The Centers for Medicare and Medicaid Services (CMS), with Americas Health Insurance Plans (AHIP), last month announced seven sets of core measures that represent an attempt to achieve alignment across practice settings and multiple payers. This comes after 18 months of collaboration with other stakeholders to develop the measure sets. There are separate measure sets for Primary Care (and ACO/PCMH), Cardiology, Medical Oncology, Gastroenterology, HIV/hepatitis C, Obstetrics and Gynecology, and Orthopedics. The measures can be seen at https://www.cms.gov/Medicare/Quality-Initiatives-Patient-Assessment-Instruments/QualityMeasures/Core-Measures.html.

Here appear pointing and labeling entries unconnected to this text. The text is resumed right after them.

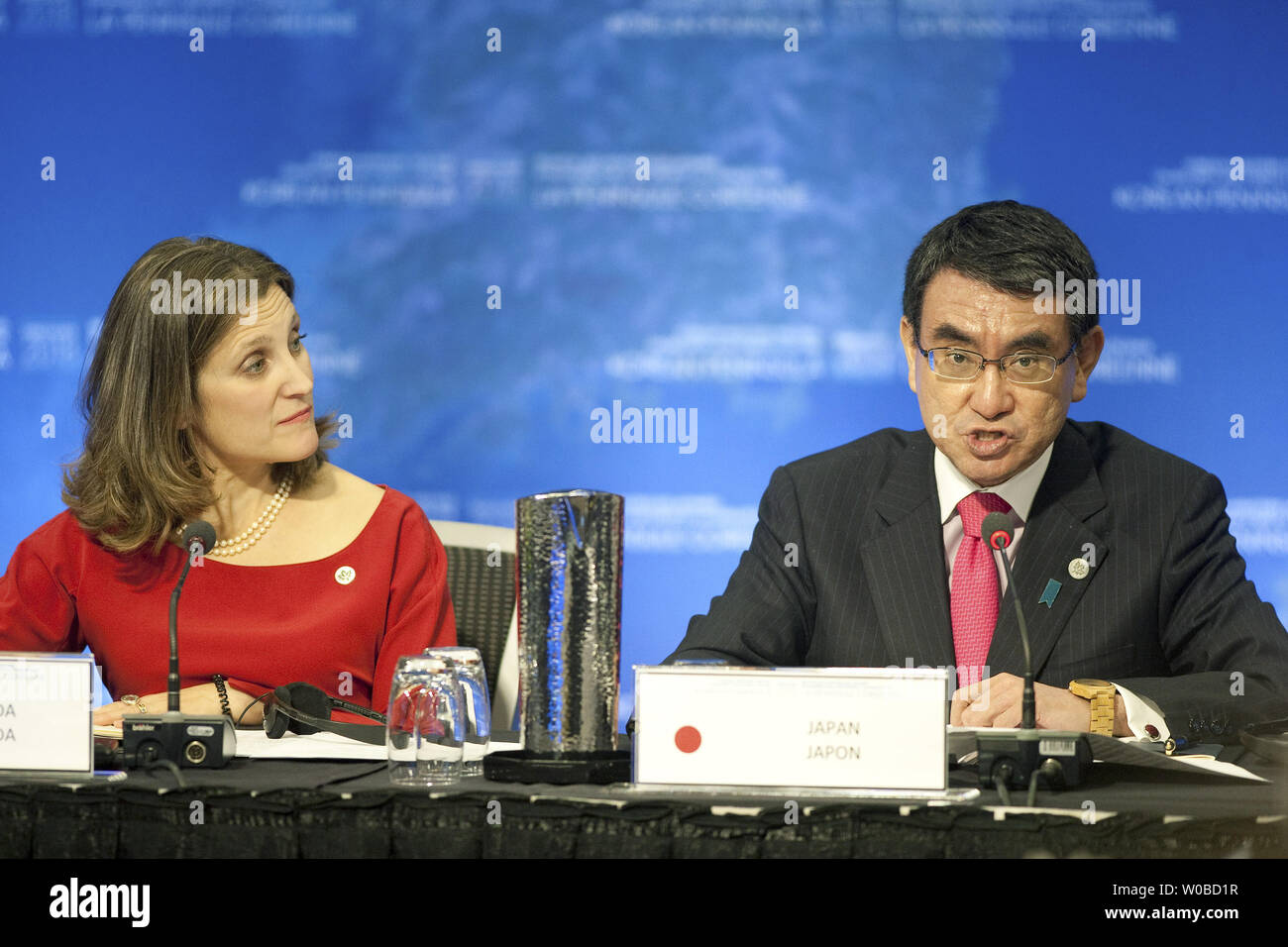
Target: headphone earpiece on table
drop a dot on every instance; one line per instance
(299, 707)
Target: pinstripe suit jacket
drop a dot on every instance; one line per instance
(1166, 611)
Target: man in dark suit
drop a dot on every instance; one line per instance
(870, 554)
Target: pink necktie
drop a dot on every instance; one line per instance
(974, 596)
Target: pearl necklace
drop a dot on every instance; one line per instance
(256, 531)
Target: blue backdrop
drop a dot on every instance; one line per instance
(692, 204)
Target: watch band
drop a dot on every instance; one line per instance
(1102, 694)
(133, 699)
(223, 694)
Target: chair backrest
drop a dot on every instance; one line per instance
(481, 578)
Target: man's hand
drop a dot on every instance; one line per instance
(996, 702)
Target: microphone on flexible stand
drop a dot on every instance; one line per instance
(1026, 757)
(187, 740)
(197, 539)
(996, 531)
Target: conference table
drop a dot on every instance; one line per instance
(349, 809)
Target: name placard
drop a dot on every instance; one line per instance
(46, 711)
(814, 727)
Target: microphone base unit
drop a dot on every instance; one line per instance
(185, 740)
(1060, 758)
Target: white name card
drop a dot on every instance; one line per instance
(47, 711)
(811, 727)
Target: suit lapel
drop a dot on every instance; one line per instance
(1054, 535)
(905, 562)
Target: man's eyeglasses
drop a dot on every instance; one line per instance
(1022, 368)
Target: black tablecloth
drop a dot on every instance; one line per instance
(326, 809)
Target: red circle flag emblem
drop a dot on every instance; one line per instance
(687, 738)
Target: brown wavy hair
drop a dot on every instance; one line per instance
(138, 475)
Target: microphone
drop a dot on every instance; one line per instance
(197, 539)
(1057, 758)
(183, 738)
(997, 532)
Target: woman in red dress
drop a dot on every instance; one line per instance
(198, 405)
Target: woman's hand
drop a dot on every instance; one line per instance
(201, 699)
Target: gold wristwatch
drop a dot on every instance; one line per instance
(1102, 694)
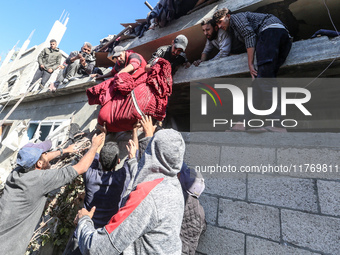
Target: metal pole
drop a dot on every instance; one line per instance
(148, 5)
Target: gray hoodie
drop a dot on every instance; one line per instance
(150, 221)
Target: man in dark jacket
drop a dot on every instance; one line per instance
(27, 187)
(149, 221)
(49, 60)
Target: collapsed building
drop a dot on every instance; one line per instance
(247, 213)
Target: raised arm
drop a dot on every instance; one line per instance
(82, 166)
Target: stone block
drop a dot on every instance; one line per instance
(221, 241)
(310, 163)
(257, 246)
(210, 205)
(283, 192)
(329, 197)
(201, 155)
(315, 232)
(251, 219)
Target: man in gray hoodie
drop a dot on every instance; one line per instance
(150, 220)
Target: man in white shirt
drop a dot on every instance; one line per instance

Meanwhile, for the last 18 months, the Quality Council of the Connecticut State Healthcare Innovation Model has been engaged in a similar process. The state has a grant to support payment reform for the Medicaid program and the development of core measures is key to establishing a value-based payment initiative. The council consists of physicians, healthcare advocates, and insurance company representatives; this group developed a preliminary set of core measures, focusing on things relevant to the Medicaid population including oft-ignored issues like behavioral health. With the announcement of the CMS-AHIP measure set, the state Quality Council will be looking to align the set they have developed as much as possible.
Both of these endeavors rely heavily on existing measures. This is one of the major criticisms of the CMS-AHIP set. The current state of quality measurement doesn’t seem to be capturing the most important aspects of care. McGlynn and colleagues suggested 3 guiding principles for measurement: integration with care delivery; acknowledgement of clinical challenges such as multi-comorbidity and uncertainty; and reflection of patient preferences, goals of treatment and heterogeneity of care related to this (1).
ACP has commented on the broader CMS draft proposal that preceded the announcement of the measure set [CMS Quality Measure Development Plan: Supporting the Transition to the Merit-based Incentive Payment System (MIPS) and Alternative Payment Models (APMs)], as required by MACRA (the Medicare Access and Children’s Health Insurance Program (CHIP) Reauthorization Act of 2015). The letter to CMS is a thoughtful, thorough document (albeit a significant read at 42 pages!) and was the work of the Medical Practice and Quality Committee (MQPC), chaired by former CT Chapter Governor and current Board of Regents member Dr. Robert McLean. The letter asks CMS to use the MACRA as an opportunity to “build a learning health and healthcare system” which reflects learning from prior programs and emphasizes “the need to constantly monitor the evolving measurement system to identify and mitigate any potential unintended consequences.” Like McGlynn, ACP recommends a patient-centered approach that recognizes the patient-physician relationship. The College also “strongly recommends that CMS collaborate with specialty societies, frontline clinicians, and EHR vendors in the development, testing, and implementation of measures with a focus on decreasing clinician burden and integrating the measurement of and reporting on performance with quality improvement and care delivery.” I invite you to review the entire document.
- McGlynn EA, Schneider EC, Kerr EA. Reimagining quality measurement. N Engl J Med. 2014 Dec 4;371(23):2150-3.